Daarmee heeft [gedaagde] een niet gerechtvaardigd voorschot genomen op de uitkomst van de UWV-procedure. Bovendien is gesteld noch gebleken dat de werkzaamheden van [eiser] (volledig) zijn komen te vervallen. Dat betekent dat de gevorderde wedertewerkstelling zal worden toegewezen, zoals hierna vermeld.
4.7.
Ongetwijfeld zal een hervatting van de werkzaamheden door [eiser] samengaan met enige onrust op de werkvloer, doch het ligt op de weg van [gedaagde] om als goed werkgever deze terugkeer in goede banen te leiden en zowel [eiser] als haar andere werknemers de nodige begeleiding te bieden om de onrust tot het minimum te beperken. Om die reden zal [gedaagde] een ruimere termijn worden gegund om de terugkeer van [eiser] naar de onderneming te realiseren.
4.8.
De gevorderde dwangsom zal worden beperkt en gemaximeerd.
4.9.
[gedaagde] zal als de grotendeels in het ongelijk gestelde partij in de proceskosten worden veroordeeld. De kosten aan de zijde van [eiser] worden begroot op € 105,01 aan dagvaardingskosten, € 287,- aan griffierecht en € 816,- aan salaris advocaat.

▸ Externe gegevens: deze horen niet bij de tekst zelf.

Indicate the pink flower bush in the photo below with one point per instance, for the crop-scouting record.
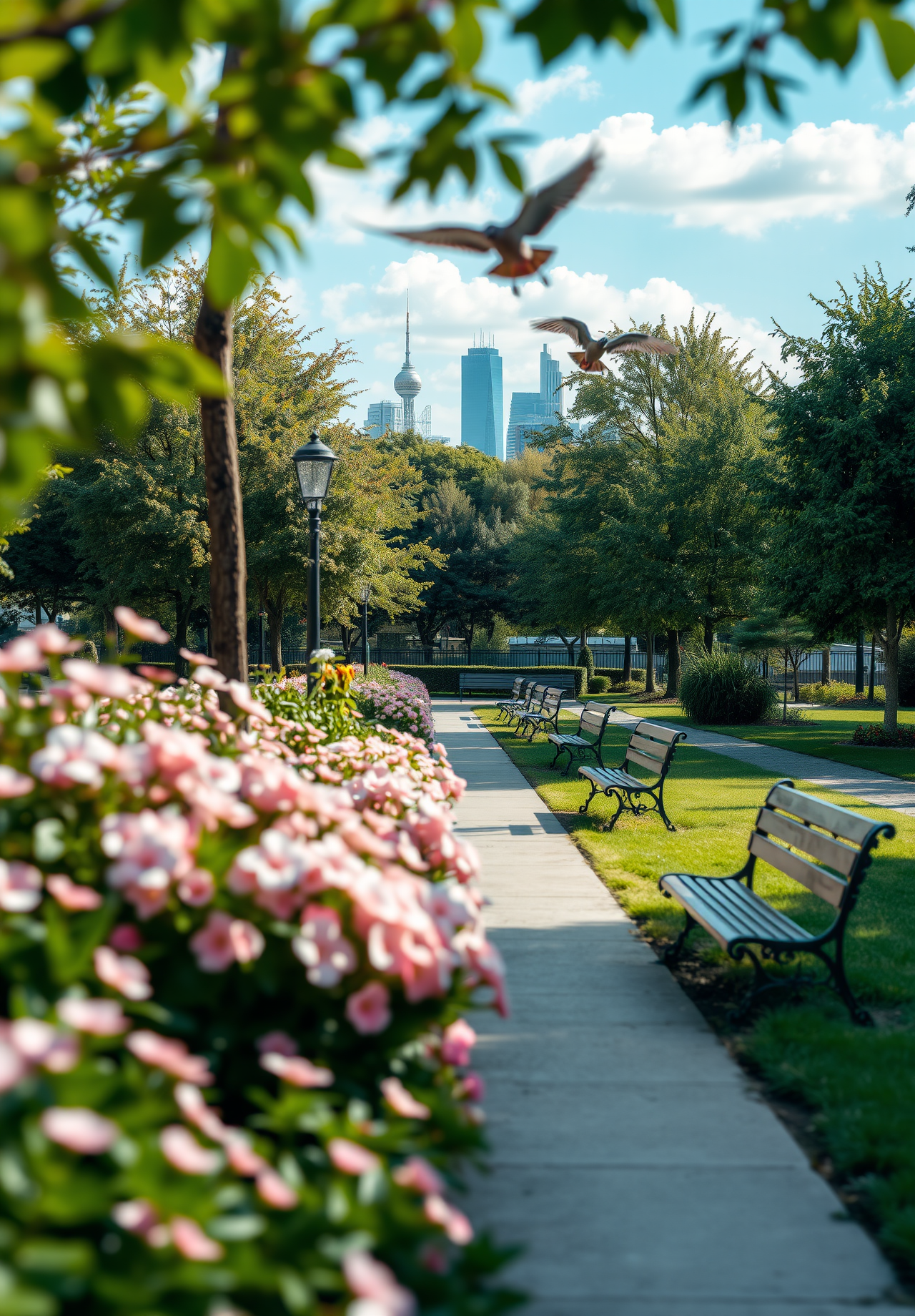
(254, 938)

Daartegenover is gebleken dat [eiser] , ondanks dat hij op dat moment wist dat het geschil zou worden aangebracht bij de voorzieningenrechter van de rechtbank [vestigingsplaats gedaagde] en [gedaagde] daardoor griffierecht verschuldigd zou zijn, [gedaagde] op 12 mei 2017 heeft gedagvaard om te verschijnen voor de kantonrechter onder de vermelding dat van haar bij verschijning in de procedure geen griffierecht zal worden geheven. Gelet daarop, ziet de voorzieningenrechter aanleiding om het griffierecht van [gedaagde] ad € 618,- voor rekening te laten komen van [eiser] .

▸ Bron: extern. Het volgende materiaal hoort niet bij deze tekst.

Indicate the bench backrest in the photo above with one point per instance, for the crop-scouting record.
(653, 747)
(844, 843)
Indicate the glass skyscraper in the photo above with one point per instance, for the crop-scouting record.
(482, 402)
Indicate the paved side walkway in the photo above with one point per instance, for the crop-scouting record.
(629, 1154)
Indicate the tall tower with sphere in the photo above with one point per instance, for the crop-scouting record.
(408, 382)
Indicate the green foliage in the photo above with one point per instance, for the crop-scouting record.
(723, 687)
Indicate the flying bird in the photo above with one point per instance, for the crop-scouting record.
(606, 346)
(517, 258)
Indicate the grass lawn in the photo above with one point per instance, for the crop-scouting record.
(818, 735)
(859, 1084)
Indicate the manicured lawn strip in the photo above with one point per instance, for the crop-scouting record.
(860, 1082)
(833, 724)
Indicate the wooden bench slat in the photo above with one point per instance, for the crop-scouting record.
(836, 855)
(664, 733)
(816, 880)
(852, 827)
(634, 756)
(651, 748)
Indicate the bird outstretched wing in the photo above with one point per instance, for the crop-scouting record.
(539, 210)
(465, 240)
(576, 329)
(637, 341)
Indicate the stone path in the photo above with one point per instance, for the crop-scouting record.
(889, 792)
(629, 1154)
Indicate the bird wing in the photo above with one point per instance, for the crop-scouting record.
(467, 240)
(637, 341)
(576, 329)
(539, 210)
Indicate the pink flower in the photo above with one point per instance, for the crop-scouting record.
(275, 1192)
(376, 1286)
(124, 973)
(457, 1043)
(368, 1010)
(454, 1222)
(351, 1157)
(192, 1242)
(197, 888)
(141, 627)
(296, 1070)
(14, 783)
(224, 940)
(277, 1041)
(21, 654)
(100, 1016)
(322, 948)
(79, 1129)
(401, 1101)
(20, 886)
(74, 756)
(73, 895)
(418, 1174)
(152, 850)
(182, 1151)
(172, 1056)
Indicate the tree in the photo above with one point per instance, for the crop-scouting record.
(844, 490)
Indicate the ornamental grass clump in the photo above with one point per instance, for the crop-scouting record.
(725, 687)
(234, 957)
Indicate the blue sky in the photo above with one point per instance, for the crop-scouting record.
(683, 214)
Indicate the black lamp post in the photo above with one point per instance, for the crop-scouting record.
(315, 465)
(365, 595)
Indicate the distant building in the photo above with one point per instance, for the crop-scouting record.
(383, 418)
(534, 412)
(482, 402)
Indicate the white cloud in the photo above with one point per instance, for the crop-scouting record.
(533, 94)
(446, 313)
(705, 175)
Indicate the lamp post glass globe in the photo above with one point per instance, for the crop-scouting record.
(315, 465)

Dat betekent dat, na verrekening van voormelde bedragen, [gedaagde] nog een bedrag van
€ 590,01 aan proceskosten verschuldigd is aan [eiser] .

5.De beslissing

De voorzieningenrechter:
5.1.
veroordeelt [gedaagde] om [eiser] binnen 10 dagen na betekening van dit vonnis toe te laten tot zijn werkplek en hem in staat te stellen de functie van directeur van [gedaagde] uit te oefenen;
5.2.
veroordeelt [gedaagde] om aan [eiser] een dwangsom te betalen van € 1.000,- voor iedere dag dat [gedaagde] niet aan de in 5.1. uitgesproken hoofdveroordeling voldoet, tot een maximum van € 150.000,- is bereikt;
5.3.
veroordeelt [gedaagde] in de proceskosten aan de zijde van [eiser] , tot een bedrag van € 590,01;
5.4.
verklaart dit vonnis tot zover uitvoerbaar bij voorraad;
5.5.
wijst het meer of anders gevorderde af.
Dit vonnis is gewezen door mr. A.F.L. Geerdes en in het openbaar uitgesproken op 19 juni 2017.